Perjalanan yang kurang lebih memakan waktu dua sampai tiga jam untuk sampai ke tujuan, membuat Erine beberapa kali kehilangan fokus karena melamun, hingga mobil yang dikendarainya hampir saja menabrak pengendara lain.
Erine terus beristighfar, Emosi kerap kali menguasainya. Tidak biasanya Erine lepas kontrol, mungkin pengkhianatan Ammar begitu berpengaruh pada mentalnya.
Saat sampai di kawasan Bandung, sekitar pukul setengah sembilan malam. Erine mencari sebuah indomaret, membeli sebotol air mineral guna menghilangkan dahaga.
Ini pertama kalinya Erine mengemudi hingga ke luar kota sendirian, mengingat setiap perjalanan selalu bersama Ammar. Pria yang selama ini selalu ia anggap pelindung dan anugrah terindah dari Tuhan.
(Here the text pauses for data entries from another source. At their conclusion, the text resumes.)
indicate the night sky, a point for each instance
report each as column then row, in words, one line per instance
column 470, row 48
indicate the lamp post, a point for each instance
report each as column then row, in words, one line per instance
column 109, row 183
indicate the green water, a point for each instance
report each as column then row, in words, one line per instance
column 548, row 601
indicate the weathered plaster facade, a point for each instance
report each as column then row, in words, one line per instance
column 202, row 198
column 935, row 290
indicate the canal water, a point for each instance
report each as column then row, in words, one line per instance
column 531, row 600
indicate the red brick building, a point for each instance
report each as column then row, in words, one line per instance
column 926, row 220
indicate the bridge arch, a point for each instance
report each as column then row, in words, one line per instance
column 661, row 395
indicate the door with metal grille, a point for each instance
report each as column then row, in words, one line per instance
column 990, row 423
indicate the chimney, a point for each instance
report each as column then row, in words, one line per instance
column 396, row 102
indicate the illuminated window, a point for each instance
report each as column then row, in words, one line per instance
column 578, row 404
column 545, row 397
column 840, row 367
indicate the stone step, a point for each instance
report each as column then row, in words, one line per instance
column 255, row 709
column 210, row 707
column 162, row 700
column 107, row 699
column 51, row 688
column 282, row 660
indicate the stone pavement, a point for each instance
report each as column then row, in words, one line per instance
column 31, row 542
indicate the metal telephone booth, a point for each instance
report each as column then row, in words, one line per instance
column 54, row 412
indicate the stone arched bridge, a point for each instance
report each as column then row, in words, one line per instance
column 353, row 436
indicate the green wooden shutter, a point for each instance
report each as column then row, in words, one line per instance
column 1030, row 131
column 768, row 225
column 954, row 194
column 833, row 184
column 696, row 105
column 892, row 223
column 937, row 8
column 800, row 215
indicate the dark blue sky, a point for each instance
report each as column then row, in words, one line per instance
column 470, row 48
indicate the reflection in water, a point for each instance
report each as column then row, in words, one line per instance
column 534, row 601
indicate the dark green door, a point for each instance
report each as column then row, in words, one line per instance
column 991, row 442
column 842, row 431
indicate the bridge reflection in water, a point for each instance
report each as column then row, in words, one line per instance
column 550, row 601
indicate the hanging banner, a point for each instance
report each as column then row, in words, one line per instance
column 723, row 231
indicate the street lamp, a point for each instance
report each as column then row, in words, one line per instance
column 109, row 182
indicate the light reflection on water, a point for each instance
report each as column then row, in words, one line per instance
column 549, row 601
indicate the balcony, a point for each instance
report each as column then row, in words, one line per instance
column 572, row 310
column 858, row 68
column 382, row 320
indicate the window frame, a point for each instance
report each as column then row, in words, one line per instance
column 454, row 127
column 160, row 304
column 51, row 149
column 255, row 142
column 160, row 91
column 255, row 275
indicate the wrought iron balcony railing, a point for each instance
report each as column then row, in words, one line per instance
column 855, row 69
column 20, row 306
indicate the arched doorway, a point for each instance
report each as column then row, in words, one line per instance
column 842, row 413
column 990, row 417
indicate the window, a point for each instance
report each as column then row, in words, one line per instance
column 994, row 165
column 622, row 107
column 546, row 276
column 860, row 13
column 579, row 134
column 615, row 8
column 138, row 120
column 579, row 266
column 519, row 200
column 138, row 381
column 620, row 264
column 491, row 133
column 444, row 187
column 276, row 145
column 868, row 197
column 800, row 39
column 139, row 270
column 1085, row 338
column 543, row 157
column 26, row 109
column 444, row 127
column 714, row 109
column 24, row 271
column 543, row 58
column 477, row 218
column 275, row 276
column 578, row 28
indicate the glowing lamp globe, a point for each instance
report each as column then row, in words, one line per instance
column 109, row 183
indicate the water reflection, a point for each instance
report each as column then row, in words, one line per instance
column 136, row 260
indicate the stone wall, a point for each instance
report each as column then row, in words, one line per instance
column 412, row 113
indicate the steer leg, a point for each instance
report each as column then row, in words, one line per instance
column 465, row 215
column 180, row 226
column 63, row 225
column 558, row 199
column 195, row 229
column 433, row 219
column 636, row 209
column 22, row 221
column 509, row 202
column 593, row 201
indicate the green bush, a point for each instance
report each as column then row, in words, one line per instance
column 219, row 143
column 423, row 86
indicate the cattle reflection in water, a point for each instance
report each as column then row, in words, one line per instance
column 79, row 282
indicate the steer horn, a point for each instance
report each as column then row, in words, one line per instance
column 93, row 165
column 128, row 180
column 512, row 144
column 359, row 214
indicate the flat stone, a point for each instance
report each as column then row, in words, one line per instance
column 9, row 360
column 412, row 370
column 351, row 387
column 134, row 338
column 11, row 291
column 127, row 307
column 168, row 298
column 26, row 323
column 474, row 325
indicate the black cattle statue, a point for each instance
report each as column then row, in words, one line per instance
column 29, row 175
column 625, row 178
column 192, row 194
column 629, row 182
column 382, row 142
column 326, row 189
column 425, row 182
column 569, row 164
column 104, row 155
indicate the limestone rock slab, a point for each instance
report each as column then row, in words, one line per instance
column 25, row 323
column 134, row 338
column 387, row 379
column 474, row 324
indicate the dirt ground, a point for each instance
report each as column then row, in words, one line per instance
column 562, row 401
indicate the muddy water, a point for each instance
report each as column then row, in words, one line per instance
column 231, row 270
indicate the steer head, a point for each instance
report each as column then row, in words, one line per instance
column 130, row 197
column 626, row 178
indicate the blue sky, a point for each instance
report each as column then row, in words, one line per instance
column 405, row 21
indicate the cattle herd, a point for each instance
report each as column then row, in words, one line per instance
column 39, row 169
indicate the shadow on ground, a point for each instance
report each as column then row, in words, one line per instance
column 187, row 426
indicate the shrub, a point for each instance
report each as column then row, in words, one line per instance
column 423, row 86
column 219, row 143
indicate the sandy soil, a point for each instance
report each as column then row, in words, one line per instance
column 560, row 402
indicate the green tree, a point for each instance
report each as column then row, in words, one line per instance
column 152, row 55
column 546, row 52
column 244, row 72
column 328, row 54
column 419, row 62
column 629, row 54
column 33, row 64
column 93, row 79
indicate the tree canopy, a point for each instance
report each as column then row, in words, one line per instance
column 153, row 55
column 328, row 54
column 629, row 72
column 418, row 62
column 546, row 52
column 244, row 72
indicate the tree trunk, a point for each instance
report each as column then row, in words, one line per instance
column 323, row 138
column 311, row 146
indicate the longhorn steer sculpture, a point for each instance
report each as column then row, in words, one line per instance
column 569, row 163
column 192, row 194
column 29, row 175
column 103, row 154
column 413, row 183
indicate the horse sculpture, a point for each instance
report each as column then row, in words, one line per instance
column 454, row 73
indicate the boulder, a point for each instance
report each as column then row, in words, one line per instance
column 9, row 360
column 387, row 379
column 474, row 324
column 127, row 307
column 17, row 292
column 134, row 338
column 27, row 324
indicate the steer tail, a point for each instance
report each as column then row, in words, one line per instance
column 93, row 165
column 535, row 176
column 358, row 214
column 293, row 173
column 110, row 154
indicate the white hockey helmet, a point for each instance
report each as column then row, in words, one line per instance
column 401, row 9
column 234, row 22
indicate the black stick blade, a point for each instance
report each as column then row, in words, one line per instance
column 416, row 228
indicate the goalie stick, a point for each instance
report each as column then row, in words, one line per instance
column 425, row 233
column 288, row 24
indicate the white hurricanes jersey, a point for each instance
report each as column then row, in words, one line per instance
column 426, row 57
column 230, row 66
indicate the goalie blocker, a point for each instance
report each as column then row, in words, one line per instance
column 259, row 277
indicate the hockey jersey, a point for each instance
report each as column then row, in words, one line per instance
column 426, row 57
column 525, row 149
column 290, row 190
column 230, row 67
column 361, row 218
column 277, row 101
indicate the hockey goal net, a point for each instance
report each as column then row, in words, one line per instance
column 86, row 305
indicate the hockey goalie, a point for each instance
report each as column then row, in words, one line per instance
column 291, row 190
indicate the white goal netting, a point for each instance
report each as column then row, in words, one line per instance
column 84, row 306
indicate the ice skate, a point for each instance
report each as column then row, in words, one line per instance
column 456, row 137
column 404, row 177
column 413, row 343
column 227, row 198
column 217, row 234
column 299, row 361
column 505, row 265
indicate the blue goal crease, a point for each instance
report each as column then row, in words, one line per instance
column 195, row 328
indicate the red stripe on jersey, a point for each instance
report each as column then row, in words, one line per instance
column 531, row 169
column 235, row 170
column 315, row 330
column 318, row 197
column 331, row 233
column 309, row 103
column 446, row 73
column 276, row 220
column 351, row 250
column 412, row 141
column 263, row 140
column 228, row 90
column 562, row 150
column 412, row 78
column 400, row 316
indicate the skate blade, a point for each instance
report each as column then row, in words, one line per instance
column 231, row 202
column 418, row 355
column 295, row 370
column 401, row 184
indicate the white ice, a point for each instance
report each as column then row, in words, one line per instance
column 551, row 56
Nyatanya, bajingan tetaplah bajin**n, tidak cuma Ayah tapi juga suaminya. Tidak ada yang bisa ia percaya.
Erine membuka maps di ponselnya, menulis alamat yang akan membuka tabir kepalsuan Ammar.
"Erine, kumohon... Bertahan meski sulit." Ujarnya meng sugesti diri.
Mobil terus melaju hingga pos keamanan terlihat. Pahatan indah bertuliskan 'Permata Jingga' dengan kuda-kuda putih berjejer mengelilingi lampu taman menambah ke mewahan taman tersebut.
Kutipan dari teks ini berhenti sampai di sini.